Lee's first attempt to create a miniature was not, in fact, one of the Nutshells. Instead, according to Botz, it was a replica of the Chicago Symphony Orchestra, a gift she made when she was 35 for her music-loving mother. Lee spent two months crafting ninety tiny musicians, all fully garbed and each with musical scores and a specific instrument. It was not uncommon during this era for women of means to make miniatures as a pastime, but Lee had been fully immersed in the project. Her sense of perfection paid off. Her mother was delighted. Then she tried another one, but this project took two years. This replica was also of musicians, but it was so minutely individualized that the four men on whom she had based it were astonished by the resemblance. Thus, Lee was fully prepared to take on the Nutshells Studies.

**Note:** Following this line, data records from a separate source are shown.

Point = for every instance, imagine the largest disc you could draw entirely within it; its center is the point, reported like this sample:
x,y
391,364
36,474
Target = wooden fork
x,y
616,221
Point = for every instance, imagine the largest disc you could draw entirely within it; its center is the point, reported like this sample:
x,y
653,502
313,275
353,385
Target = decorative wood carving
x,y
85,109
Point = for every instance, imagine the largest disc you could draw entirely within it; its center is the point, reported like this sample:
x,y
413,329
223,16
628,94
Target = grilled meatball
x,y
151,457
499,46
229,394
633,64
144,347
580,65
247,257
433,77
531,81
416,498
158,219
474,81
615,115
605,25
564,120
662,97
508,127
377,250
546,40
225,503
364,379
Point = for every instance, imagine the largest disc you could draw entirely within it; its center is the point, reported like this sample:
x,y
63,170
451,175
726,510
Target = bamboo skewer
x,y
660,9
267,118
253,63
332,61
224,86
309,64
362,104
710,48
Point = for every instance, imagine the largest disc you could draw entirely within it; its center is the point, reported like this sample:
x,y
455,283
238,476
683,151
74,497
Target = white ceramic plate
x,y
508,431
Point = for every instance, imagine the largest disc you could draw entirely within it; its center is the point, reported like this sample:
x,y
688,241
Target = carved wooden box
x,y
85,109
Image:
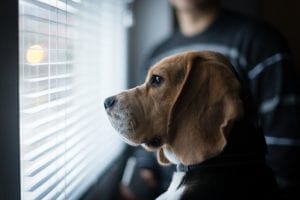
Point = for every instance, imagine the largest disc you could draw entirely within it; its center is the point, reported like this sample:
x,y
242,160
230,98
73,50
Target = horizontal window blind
x,y
72,56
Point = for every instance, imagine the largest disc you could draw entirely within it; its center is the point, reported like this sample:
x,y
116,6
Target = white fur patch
x,y
171,156
173,193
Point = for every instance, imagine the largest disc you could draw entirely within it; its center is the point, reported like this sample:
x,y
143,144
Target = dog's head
x,y
185,108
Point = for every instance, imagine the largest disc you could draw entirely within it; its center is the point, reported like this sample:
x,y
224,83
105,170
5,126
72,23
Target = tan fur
x,y
192,111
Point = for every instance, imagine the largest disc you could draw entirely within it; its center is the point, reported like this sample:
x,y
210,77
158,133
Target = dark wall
x,y
9,104
285,16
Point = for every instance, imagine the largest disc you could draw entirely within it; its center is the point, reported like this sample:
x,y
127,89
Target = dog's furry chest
x,y
174,192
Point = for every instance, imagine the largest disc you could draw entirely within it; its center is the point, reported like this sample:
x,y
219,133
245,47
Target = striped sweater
x,y
262,59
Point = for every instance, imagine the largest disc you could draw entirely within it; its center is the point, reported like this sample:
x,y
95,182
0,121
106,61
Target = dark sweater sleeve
x,y
275,89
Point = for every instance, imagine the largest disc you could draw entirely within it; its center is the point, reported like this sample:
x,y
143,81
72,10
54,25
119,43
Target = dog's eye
x,y
156,80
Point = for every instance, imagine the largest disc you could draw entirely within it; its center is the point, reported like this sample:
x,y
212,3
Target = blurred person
x,y
261,57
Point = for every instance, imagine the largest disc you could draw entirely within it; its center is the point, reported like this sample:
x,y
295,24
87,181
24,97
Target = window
x,y
72,56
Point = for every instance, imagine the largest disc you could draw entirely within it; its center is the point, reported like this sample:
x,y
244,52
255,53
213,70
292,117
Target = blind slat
x,y
65,48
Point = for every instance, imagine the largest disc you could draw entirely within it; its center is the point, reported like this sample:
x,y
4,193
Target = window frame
x,y
9,115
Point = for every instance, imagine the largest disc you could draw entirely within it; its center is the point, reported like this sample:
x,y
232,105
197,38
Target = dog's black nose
x,y
109,102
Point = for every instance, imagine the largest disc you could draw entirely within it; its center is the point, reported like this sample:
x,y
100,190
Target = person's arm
x,y
273,83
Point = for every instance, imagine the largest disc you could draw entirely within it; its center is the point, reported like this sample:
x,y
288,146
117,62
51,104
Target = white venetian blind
x,y
72,56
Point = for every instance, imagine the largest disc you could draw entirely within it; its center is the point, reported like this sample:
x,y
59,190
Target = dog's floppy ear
x,y
206,105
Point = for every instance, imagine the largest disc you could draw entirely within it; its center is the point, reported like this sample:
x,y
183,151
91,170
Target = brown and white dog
x,y
191,109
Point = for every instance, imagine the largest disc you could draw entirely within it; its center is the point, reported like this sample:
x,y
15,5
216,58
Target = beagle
x,y
194,112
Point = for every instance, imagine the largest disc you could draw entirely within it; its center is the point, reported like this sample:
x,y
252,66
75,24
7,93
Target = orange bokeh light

Her motto, according to the NIH site, as she had heard from a detective, was "convict the guilty, clear the innocent, and find the truth in a nutshell." To put herself fully into the project, she set aside the second floor of her four-story mansion at the Rocks for a workshop, filling one room entirely with miniature furniture from which she could select whatever she needed. To create each diorama, she blended several stories, sometimes going with police officers to crime scenes or the morgue, sometimes reading reports in the newspapers, sometimes interviewing witnesses, and sometimes utilizing fiction. She apparently even attended autopsies. She preferred enigmatic scenarios, where the answer was not obvious; One had to examine all the clues, including items that did not initially appear significant. Always changing the names, she kept real scenes confidential. At times, for her own delight, she included items or wallpaper patterns from her own household.
It wasn't long before Lee had everything she needed to put together some grisly scenes. For her, these were not dollhouses or miniatures, but teaching tools.